True or not, accounts like María’s evidence that the Galenic understandings of the body transcended university classrooms and permeated even the most remote corners of Spanish society. They also show that this model was conceived within an ontological continuum that saw the transformation of a woman into a man as a both natural, social, and material improvement. While the graphic descriptions of María’s corporeal configuration once again present individuals with ambiguous sex as fragmented and blazoned bodies, the medical knowledge conveyed in the text could have inadvertently done much more: the almost didactic tone also taught readers how to recognize a hermaphrodite.

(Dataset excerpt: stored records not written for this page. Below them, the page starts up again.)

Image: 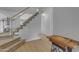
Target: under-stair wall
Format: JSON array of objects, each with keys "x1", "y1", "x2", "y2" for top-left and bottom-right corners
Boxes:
[{"x1": 53, "y1": 7, "x2": 79, "y2": 41}]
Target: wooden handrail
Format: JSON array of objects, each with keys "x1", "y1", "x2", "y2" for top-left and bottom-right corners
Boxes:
[{"x1": 10, "y1": 7, "x2": 30, "y2": 19}]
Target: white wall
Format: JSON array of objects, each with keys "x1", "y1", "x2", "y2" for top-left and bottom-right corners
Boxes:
[
  {"x1": 53, "y1": 7, "x2": 79, "y2": 40},
  {"x1": 41, "y1": 7, "x2": 53, "y2": 35}
]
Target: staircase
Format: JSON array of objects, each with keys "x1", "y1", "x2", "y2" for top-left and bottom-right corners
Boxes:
[{"x1": 0, "y1": 8, "x2": 39, "y2": 52}]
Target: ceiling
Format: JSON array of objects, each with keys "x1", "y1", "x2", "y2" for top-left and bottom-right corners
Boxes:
[{"x1": 0, "y1": 7, "x2": 26, "y2": 12}]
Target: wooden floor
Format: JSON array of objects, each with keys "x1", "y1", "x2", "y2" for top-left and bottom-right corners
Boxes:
[{"x1": 15, "y1": 39, "x2": 51, "y2": 52}]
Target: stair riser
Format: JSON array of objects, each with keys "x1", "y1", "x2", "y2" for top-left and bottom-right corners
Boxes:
[
  {"x1": 0, "y1": 35, "x2": 11, "y2": 39},
  {"x1": 5, "y1": 41, "x2": 25, "y2": 52},
  {"x1": 0, "y1": 38, "x2": 20, "y2": 49}
]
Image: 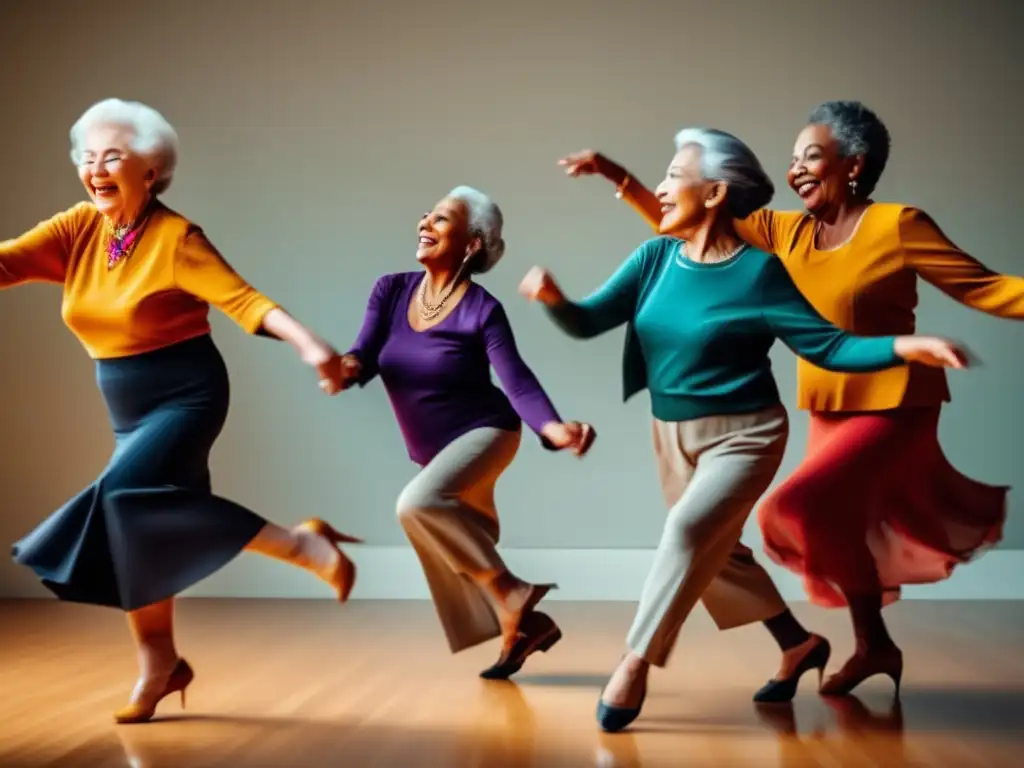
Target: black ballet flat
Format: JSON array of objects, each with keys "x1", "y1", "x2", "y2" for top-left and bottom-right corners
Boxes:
[
  {"x1": 597, "y1": 690, "x2": 647, "y2": 733},
  {"x1": 754, "y1": 637, "x2": 831, "y2": 703},
  {"x1": 480, "y1": 610, "x2": 562, "y2": 680}
]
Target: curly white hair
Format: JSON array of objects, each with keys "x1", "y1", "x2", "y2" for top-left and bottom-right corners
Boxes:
[{"x1": 71, "y1": 98, "x2": 178, "y2": 195}]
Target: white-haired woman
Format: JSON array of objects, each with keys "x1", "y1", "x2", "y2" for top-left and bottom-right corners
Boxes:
[
  {"x1": 561, "y1": 101, "x2": 1024, "y2": 695},
  {"x1": 345, "y1": 186, "x2": 595, "y2": 679},
  {"x1": 0, "y1": 99, "x2": 355, "y2": 722},
  {"x1": 521, "y1": 128, "x2": 963, "y2": 731}
]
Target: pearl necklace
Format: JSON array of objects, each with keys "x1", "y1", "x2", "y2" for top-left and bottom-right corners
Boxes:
[
  {"x1": 679, "y1": 241, "x2": 746, "y2": 264},
  {"x1": 417, "y1": 274, "x2": 459, "y2": 323}
]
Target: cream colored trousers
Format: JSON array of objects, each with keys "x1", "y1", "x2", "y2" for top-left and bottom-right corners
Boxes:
[
  {"x1": 628, "y1": 406, "x2": 788, "y2": 667},
  {"x1": 397, "y1": 427, "x2": 521, "y2": 653}
]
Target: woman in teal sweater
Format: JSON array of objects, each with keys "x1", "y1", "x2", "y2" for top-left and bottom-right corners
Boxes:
[{"x1": 520, "y1": 129, "x2": 965, "y2": 731}]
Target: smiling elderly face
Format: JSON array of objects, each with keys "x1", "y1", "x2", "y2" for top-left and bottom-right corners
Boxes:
[{"x1": 78, "y1": 123, "x2": 157, "y2": 225}]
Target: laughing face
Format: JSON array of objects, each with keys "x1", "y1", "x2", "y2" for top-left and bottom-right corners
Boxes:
[
  {"x1": 416, "y1": 198, "x2": 479, "y2": 265},
  {"x1": 78, "y1": 125, "x2": 157, "y2": 224},
  {"x1": 654, "y1": 144, "x2": 720, "y2": 237},
  {"x1": 786, "y1": 125, "x2": 860, "y2": 214}
]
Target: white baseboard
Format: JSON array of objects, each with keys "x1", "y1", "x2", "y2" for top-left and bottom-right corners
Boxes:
[{"x1": 176, "y1": 547, "x2": 1024, "y2": 602}]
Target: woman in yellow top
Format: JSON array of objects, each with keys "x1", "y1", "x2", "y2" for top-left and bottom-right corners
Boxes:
[
  {"x1": 0, "y1": 99, "x2": 355, "y2": 722},
  {"x1": 561, "y1": 101, "x2": 1024, "y2": 695}
]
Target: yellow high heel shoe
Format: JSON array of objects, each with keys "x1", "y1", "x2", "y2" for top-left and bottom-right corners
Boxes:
[
  {"x1": 114, "y1": 658, "x2": 196, "y2": 725},
  {"x1": 299, "y1": 517, "x2": 362, "y2": 603}
]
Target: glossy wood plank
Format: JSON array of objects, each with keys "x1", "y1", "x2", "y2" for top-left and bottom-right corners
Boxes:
[{"x1": 0, "y1": 600, "x2": 1024, "y2": 768}]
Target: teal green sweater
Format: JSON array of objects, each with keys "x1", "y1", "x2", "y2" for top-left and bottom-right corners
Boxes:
[{"x1": 549, "y1": 238, "x2": 903, "y2": 421}]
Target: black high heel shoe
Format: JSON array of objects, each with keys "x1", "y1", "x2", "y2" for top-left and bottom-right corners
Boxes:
[
  {"x1": 597, "y1": 689, "x2": 647, "y2": 733},
  {"x1": 754, "y1": 637, "x2": 831, "y2": 703},
  {"x1": 820, "y1": 645, "x2": 903, "y2": 698}
]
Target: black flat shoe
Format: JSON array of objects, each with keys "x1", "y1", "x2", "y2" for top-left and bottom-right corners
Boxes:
[
  {"x1": 754, "y1": 637, "x2": 831, "y2": 703},
  {"x1": 480, "y1": 610, "x2": 562, "y2": 680}
]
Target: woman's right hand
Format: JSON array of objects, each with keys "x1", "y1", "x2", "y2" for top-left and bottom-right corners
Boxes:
[
  {"x1": 541, "y1": 421, "x2": 597, "y2": 459},
  {"x1": 558, "y1": 150, "x2": 626, "y2": 186},
  {"x1": 341, "y1": 354, "x2": 362, "y2": 389},
  {"x1": 894, "y1": 336, "x2": 971, "y2": 369},
  {"x1": 519, "y1": 266, "x2": 565, "y2": 306}
]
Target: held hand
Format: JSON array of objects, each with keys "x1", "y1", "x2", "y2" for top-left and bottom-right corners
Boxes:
[
  {"x1": 341, "y1": 354, "x2": 362, "y2": 389},
  {"x1": 302, "y1": 342, "x2": 345, "y2": 394},
  {"x1": 541, "y1": 421, "x2": 597, "y2": 458},
  {"x1": 895, "y1": 336, "x2": 969, "y2": 369},
  {"x1": 519, "y1": 266, "x2": 565, "y2": 306}
]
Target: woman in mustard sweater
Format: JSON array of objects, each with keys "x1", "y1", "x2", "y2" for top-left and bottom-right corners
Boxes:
[
  {"x1": 561, "y1": 101, "x2": 1024, "y2": 695},
  {"x1": 521, "y1": 128, "x2": 962, "y2": 730},
  {"x1": 0, "y1": 99, "x2": 355, "y2": 722}
]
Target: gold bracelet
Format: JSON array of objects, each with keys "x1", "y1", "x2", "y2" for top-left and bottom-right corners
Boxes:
[{"x1": 615, "y1": 173, "x2": 630, "y2": 200}]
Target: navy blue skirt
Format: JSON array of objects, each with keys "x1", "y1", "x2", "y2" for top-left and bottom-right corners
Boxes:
[{"x1": 13, "y1": 336, "x2": 265, "y2": 610}]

And, while existing literature has emphasized the disciplinary function of such accounts — which taught the broader public to scrutinize and categorize — it is important to remember that people with ambiguous sex would also have heard or read these texts.[13] Especially for those to whom anatomical knowledge was not readily available, cheap prints like this could have served as a roadmap for their own strategies of identification and self-fashioning.

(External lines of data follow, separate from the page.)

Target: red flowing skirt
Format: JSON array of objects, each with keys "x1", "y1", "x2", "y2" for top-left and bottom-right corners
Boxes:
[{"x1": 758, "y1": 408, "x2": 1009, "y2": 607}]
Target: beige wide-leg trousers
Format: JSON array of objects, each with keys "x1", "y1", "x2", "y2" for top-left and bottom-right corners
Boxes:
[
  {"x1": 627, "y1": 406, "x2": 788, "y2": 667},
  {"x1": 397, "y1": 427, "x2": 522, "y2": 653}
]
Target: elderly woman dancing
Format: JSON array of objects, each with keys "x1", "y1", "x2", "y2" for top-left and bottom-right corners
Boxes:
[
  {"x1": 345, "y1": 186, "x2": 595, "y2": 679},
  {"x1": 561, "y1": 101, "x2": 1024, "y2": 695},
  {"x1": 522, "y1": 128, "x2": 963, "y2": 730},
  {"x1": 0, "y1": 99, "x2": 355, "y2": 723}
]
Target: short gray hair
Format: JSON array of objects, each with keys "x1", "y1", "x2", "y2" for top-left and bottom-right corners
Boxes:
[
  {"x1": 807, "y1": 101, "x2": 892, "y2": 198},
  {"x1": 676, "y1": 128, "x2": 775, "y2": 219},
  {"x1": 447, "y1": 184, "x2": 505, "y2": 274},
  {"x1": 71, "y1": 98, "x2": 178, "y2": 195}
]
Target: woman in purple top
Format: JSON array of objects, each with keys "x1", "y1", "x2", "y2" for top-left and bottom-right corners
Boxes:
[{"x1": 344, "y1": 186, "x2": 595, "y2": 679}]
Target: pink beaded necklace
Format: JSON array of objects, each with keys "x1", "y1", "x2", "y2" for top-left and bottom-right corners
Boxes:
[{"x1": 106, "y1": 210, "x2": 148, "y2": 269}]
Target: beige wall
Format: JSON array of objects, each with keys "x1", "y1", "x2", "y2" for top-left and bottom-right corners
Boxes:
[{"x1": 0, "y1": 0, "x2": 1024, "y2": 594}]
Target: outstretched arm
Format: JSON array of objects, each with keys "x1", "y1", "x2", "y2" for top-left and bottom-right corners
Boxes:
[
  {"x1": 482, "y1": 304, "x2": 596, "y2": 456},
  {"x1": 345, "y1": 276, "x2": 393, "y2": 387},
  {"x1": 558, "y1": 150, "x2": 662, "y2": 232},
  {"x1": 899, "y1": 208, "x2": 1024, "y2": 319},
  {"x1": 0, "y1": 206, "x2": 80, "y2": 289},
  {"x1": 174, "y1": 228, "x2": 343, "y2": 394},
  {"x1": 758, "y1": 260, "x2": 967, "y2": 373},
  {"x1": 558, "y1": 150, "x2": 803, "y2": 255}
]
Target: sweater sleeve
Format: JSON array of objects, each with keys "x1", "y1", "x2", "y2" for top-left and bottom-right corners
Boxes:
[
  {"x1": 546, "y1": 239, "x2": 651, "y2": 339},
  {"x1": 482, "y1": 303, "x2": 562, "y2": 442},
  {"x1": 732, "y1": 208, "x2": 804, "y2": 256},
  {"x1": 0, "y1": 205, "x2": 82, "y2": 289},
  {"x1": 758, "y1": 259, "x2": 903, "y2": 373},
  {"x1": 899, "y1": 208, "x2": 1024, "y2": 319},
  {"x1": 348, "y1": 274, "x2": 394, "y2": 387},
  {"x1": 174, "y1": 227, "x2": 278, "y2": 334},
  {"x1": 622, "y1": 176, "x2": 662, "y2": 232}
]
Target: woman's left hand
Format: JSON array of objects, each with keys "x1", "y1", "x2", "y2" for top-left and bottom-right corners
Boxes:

María’s account, therefore, not only illustrates broader ways in which knowledge was transported and reused. Blurring the boundary between the real and the imagined, the story also invites historians to take hermaphroditism tropes seriously, accepting that they may not only have served to describe distant or mythical societies.[14] Accounts like this also had an effect on the image and understanding early modern Spaniards had of themselves, and of the people around them. Tropes stretched the boundaries of the real, feeding collective imaginaries that regular people harnessed in order to make sense of what they encountered in their daily lives.

References

[1] See Les relations de sucesos (canards) en Espagne: 1500–1750. Actes du premier colloque international, Alcalá de Henares, 8, 9 et 10 juin 1995 (Alcalá de Henares: Universidad de Alcalá, 1996); Rafael Carrasco, “Milagrero Siglo XVII,” Estudios de Historia Social 36–37/1986: 401–422.

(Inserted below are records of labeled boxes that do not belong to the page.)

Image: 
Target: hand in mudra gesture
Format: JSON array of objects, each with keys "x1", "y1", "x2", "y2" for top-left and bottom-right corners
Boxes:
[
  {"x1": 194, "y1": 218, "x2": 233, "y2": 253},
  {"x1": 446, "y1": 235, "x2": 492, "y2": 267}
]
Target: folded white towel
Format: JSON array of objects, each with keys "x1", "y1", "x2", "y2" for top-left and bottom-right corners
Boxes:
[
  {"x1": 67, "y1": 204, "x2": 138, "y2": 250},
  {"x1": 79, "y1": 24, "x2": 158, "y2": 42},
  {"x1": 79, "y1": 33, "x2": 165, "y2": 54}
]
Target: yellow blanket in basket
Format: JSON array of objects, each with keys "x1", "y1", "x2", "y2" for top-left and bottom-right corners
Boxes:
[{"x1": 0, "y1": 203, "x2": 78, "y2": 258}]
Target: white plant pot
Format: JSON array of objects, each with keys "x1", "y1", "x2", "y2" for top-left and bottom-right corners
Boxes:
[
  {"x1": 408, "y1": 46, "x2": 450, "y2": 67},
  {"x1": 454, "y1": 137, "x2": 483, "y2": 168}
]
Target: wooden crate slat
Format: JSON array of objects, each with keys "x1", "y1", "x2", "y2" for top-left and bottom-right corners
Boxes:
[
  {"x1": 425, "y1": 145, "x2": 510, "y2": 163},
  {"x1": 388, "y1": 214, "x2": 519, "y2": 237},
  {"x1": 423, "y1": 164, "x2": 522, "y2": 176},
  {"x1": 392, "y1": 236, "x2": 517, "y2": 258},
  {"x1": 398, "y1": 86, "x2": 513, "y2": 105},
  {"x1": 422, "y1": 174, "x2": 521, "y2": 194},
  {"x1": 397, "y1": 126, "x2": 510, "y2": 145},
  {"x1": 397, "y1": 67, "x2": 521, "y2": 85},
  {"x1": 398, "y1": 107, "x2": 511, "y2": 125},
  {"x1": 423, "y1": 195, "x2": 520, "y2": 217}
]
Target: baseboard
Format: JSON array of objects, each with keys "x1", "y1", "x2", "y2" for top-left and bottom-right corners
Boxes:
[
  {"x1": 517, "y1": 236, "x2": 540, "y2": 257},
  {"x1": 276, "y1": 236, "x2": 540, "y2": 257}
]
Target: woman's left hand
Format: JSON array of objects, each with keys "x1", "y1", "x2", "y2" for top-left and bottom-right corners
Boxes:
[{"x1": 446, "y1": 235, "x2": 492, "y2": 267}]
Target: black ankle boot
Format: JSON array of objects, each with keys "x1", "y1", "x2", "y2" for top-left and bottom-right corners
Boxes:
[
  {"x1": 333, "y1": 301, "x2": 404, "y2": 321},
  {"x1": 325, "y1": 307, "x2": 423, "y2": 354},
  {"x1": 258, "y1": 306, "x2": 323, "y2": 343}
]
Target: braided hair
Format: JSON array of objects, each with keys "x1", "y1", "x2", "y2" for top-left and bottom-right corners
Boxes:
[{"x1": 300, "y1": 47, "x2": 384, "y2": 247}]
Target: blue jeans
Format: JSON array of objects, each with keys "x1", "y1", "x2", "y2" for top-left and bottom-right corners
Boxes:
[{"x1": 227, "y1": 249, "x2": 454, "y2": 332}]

[2] Mary Lindemann, Medicine and Society in Early Modern Europe (Cambridge: Cambridge University Press, 1999), 13.
[3] Gianna Pomata, “Innate Heat, Radical Moisture and Generation,” in Reproduction: Antiquity to the Present Day, ed. Lauren Kassell et al. (Cambridge: Cambridge University Press, 2018), 197.
[4]  Joan Cadden, The Meanings of Sex Difference in the Middle Ages (Cambridge: Cambridge University Press, 1993); Rebecca Flemming, Medicine and the Making of Roman Women: Gender, Nature, and Authority from Celsus to Galen (Oxford and New York: Oxford University Press, 2000); Katharine Park, “The Myth of the ‘One-Sex’ Body,” Isis 114/1 (2023): 1.
[5] Nancy G. Siraisi, Medieval & Early Renaissance Medicine (Chicago and London: The University of Chicago Press, 1990), 55; Leah DeVun, The Shape of Sex: Nonbinary Gender from Genesis to the Renaissance (New York: Columbia University Press, 2021), 117.
[6] Richard Cleminson and Francisco Vázquez García, Sexo, identidad y hermafroditas en el mundo ibérico, 1500–1800 (Madrid: Ediciones Cátedra, 2018), 50.
[7] Biblioteca Nacional de España (= BNE), VC/226/71, 1.
[8] BNE, VC/226/71, 2.
[9] Ibidem.
[10] BNE, VC/226/71, 3.
[11] Ibidem.
[12] BNE, VC/226/71, 4.
[13] Antonia Morel D’Arleux, “Las Relaciones de Hermafroditas: Dos Ejemplos Diferentes de Una Misma Manipulación Ideológica,” in Las relaciones de sucesos en España (1500–1750): Actas del primer coloquio internacional (Alcalá de Henares, 8, 9 y 10 de junio de 1995), ed. María Cruz García de Enterría et al. (Alcalá de Henares: Universidad de Alcalá, 1996), 261–274.
[14] Examples of these include: Antonio de Torquemada, Jardín de las flores curiosas, ed. Giovanni Allegra (Madrid: Castalia, 1982 [1570]); Antonio de Fuentelapeña, El ente dilucidado: Tratado de monstruos y fantasmas, ed. Javier Ruiz (Madrid: Editora Nacional, 1978); Gerónimo de Huerta, Caio Plinio, Historia natural (Alcalá de Henares: Luis Martínez Grande, 1602).